At the beginning of the year, 30-year fixed mortgages averaged nearly 5 percent. By the first week of October they’d dropped below 4 percent — the lowest rate seen since they started being tracked 40 years ago. Although rates have ticked up in the past week, 30-year mortgages still average around 4 percent.
Banks, credit unions and mortgage brokers say they started getting flooded with calls at the end of the summer and the beginning of fall as news of the super low rates spread. For some lenders, applications for new mortgages had already increased. Refi inquiries started topping them.
At CUSO Mortgage Corp., a Hampden-based mortgage company owned by credit unions, summertime business was equally split between new mortgages and refinancing. By fall, refis accounted for 80 percent.
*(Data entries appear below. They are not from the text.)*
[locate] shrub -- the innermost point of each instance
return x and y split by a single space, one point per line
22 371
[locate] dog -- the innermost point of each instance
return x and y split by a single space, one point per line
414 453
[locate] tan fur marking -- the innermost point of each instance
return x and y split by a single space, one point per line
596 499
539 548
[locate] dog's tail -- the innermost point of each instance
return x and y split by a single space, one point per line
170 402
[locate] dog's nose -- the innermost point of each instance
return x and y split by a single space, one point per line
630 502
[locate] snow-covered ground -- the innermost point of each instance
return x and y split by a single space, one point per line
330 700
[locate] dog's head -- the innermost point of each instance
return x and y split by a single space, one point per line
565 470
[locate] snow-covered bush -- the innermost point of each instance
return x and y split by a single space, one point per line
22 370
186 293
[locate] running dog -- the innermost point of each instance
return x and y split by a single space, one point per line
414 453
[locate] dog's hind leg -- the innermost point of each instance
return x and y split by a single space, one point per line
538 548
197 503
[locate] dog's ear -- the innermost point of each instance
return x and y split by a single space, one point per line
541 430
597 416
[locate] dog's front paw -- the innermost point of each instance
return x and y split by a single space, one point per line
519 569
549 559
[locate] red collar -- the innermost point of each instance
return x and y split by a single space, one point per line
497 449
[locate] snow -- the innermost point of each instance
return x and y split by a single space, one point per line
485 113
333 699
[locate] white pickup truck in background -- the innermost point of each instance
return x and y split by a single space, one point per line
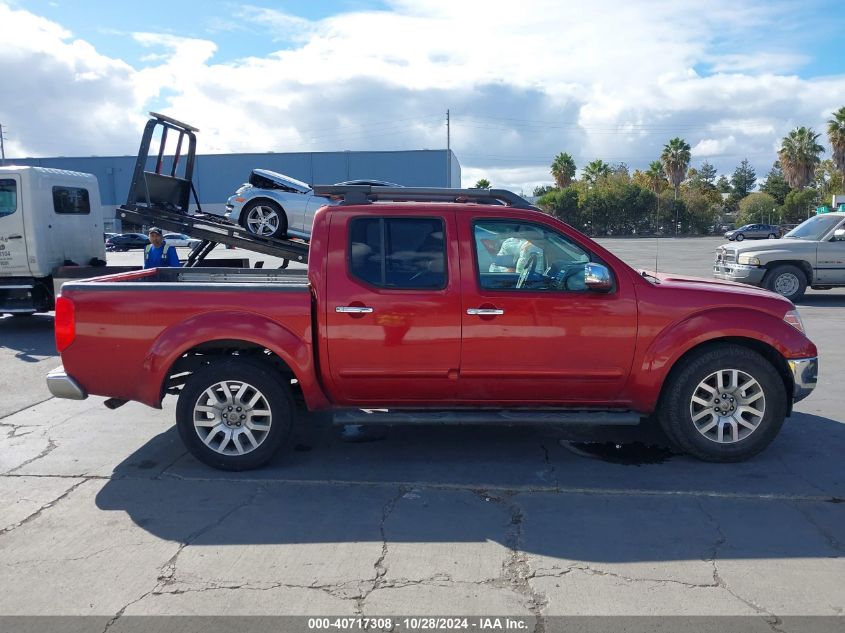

“It’s been a huge swing with rates dropping,” Karen Reed, CUSO senior vice president, said.
At Northeast Bank in Lewiston, the mortgage business — both new loans and refinancing — has doubled since spring.
“I hesitate to call it a ‘refinance wave’ because it’s not maybe as big as it was a couple of years ago, but we are definitely seeing an increased level in activity,” Marcel Blais, chief financial officer, said.
But while lenders have been fielding more calls from people interested in refinancing and some homeowners have gotten as far as submitting an application, not every refi goes through.
That’s because the very lowest mortgages rates are given only to homeowners with excellent credit and high credit scores. The higher the mortgage rate, the less of a monthly savings. And what savings there are can be eaten away by mortgage insurance required by lenders when the homeowner doesn’t have enough equity and needs to finance more than 80 percent of the home’s worth.
In some cases, homeowners think they have enough equity, only to learn during an appraisal that their home value has dropped and their equity has vanished.
“You’re seeing their property is lower than they think it is, and/or they owe more than the property is worth. That is probably the biggest issue we’re seeing right now,” Blais said.
When a property value is low but there’s some equity, the homeowner can refinance but likely at a higher interest and with additional fees, including mortgage insurance that can cost $100 a month or more.
“So they have to weigh out, is it still worth it?” Reed said.
When the property owner has no equity or owes more than the house is worth, lenders generally won’t refinance at all.
Although lenders have ways to gauge a home’s value, the only official valuation can come from an appraisal, and that can cost about $350. Lenders recommend that homeowners be realistic about their home’s value and how much it may have fallen before moving forward with a paid appraisal.
For homeowners who believe they have enough equity and a high enough credit score to get a good rate, lenders recommend they do a little math, factoring in closing costs and any up front frees, how much they’ll save on their monthly payment and how long it will take before that savings adds up to be more than the upfront costs.
“It doesn’t do you any good to refinance if you’re planning to leave the home you’re in a year from now, if you have a fair amount of upfront costs,” John Murphy, president of the Maine Credit Union League, said.
But despite the possible downsides, lenders say it makes sense for homeowners who financed their homes a year ago or more to look into refinancing. If they qualify, there’s savings to be had.
“It never hurts to ask,” Blais said.